From ae68a08f06df5194a3c0fa9a84bca2e8449f9e69 Mon Sep 17 00:00:00 2001
From: mhbdev <whw1483@gmail.com>
Date: Tue, 6 Jan 2026 21:14:52 +0330
Subject: [PATCH] Updated the OPTIONS handler to return a 204 with an empty
 payload while preserving the CORS headers, so preflight requests no longer
 get a 200/HTML body

---
 runners/client/ClientRunner.cpp | 16 +++++++++++++---
 1 file changed, 13 insertions(+), 3 deletions(-)

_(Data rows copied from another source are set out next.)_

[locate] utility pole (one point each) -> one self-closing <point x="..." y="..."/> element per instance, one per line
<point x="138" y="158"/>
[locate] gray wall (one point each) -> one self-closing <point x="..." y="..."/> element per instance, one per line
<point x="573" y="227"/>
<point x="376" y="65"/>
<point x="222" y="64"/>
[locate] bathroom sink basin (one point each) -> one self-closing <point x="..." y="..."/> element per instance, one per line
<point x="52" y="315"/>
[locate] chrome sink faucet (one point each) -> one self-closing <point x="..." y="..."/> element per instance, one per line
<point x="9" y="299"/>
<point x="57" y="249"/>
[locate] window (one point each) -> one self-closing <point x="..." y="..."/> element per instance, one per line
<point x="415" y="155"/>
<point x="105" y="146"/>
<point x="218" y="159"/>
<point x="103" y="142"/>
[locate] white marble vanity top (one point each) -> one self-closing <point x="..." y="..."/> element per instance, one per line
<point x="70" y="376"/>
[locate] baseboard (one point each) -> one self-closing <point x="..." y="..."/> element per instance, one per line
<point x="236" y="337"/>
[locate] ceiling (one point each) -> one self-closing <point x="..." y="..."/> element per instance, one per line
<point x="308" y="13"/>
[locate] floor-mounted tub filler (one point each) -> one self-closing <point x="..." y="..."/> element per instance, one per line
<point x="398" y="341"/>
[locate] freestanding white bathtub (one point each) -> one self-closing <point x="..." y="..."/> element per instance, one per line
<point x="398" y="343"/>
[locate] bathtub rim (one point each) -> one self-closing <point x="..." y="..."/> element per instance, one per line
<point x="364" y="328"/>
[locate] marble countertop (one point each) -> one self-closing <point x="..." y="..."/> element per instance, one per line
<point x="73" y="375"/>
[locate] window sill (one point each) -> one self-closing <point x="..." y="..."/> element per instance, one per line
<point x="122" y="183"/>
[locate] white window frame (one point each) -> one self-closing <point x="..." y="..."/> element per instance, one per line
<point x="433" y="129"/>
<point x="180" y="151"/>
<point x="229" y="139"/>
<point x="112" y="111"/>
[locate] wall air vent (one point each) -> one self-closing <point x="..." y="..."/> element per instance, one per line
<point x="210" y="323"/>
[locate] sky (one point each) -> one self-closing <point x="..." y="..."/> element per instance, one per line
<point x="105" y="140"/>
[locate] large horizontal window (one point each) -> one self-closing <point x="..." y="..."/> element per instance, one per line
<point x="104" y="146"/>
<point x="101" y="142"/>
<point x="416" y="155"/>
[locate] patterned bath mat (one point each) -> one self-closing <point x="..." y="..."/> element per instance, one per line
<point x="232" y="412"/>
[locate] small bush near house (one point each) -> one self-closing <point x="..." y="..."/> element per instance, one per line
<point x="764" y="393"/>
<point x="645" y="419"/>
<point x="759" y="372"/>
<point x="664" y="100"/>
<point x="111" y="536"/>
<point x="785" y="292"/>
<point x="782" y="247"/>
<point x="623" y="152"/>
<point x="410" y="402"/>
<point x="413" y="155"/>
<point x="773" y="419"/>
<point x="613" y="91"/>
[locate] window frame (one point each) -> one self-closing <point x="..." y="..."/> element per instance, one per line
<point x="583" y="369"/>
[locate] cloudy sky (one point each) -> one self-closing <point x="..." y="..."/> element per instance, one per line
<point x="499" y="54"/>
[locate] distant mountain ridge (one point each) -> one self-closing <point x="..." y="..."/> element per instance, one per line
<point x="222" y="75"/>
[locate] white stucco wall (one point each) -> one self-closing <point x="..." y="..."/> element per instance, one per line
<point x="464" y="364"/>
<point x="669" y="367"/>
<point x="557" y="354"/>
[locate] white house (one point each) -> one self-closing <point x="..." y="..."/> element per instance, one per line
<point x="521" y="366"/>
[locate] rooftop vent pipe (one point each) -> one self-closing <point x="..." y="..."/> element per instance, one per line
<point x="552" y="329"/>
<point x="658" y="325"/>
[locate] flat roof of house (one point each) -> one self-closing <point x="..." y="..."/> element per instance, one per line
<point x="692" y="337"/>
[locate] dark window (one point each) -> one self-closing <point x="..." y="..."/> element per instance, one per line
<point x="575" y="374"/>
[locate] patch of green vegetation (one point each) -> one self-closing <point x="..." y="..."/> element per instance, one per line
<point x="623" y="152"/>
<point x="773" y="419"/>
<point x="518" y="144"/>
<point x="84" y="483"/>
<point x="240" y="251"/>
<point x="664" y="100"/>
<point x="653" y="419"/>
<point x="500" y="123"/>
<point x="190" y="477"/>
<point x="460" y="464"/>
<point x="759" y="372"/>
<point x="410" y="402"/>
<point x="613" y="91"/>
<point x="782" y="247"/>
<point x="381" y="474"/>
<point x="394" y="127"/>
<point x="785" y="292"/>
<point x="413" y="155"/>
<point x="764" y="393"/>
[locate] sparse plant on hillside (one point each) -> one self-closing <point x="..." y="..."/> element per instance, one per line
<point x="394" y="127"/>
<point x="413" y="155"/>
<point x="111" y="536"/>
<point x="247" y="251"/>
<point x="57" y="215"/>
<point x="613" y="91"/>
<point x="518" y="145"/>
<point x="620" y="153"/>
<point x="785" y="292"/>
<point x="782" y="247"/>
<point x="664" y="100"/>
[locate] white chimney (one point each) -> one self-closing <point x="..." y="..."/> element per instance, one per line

diff --git a/runners/client/ClientRunner.cpp b/runners/client/ClientRunner.cpp
index f39442e..8e8d393 100644
--- a/runners/client/ClientRunner.cpp
+++ b/runners/client/ClientRunner.cpp
@@ -370,9 +370,19 @@ void ClientRunner::receive_http_request(
     std::unique_ptr<ton::http::HttpRequest> request, std::shared_ptr<ton::http::HttpPayload> payload,
     td::Promise<std::pair<std::unique_ptr<ton::http::HttpResponse>, std::shared_ptr<ton::http::HttpPayload>>> promise) {
   if (request->method() == "OPTIONS") {
-    // TODO: return 204
-    std::string data = "<http><body>OK</body></http>";
-    http_send_static_answer(std::move(data), std::move(promise));
+    auto response =
+        ton::http::HttpResponse::create("HTTP/1.0", static_cast<ton::http::HttpStatusCode>(204), "no content", false,
+                                        false)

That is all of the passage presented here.